A MP deveria entrar em vigor no próximo dia 1º, mas foi adiada. Hoje, os municípios que têm fundo de previdência depositam 12% dos salários pagos do funcionalismo ao INSS. Os que não têm, pagam 30%. ‘‘Com a extinção dos fundos, todos os municípios terão que pagar os 30%, diminuindo a receita mensal das prefeituras’’, apontou Saab.
Segundo a AMP, as prefeituras que não fizeram fundos estão tendo prejuízos significativos. Porecatu, no Norte, deveria receber R$ 83 mil do FPM, no último dia 10. Com os descontos do INSS, Pasep, FGTS e Fundef, a prefeitura acabou não recebendo nada. ‘‘O dinheiro que poderia ser usado para medicamentos ou incremento na agricultura, acabou não aparecendo’’, disse Saab.
Situação semelhante vive São Sebatião da Amoreira, também no Norte. A prefeitura, que deveria receber uma parcela de R$ 35 mil do FPM, acabou recebendo R$ 3 mil. Segundo os dados da AMP, os municípios paranaenses gastam 50% da arrecadação total com o pagamento do INSS.

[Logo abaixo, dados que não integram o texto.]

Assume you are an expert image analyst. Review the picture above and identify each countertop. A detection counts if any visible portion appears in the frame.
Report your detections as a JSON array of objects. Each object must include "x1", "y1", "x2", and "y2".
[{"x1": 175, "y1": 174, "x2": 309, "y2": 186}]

Os prefeitos ainda deverão solicitar modificações no critério das parcelas do FPM a partir do ano que vem. O ajuste pelo índice populacional deverá fazer com que 179 municípios paranaenses percam entre 30 a 50% dos recursos. Apenas 22 terão aumento de receita. ‘‘O povo está no município, não é justo que sempre estejamos sendo prejudicados pelas normas federais’’, afirmou Saab.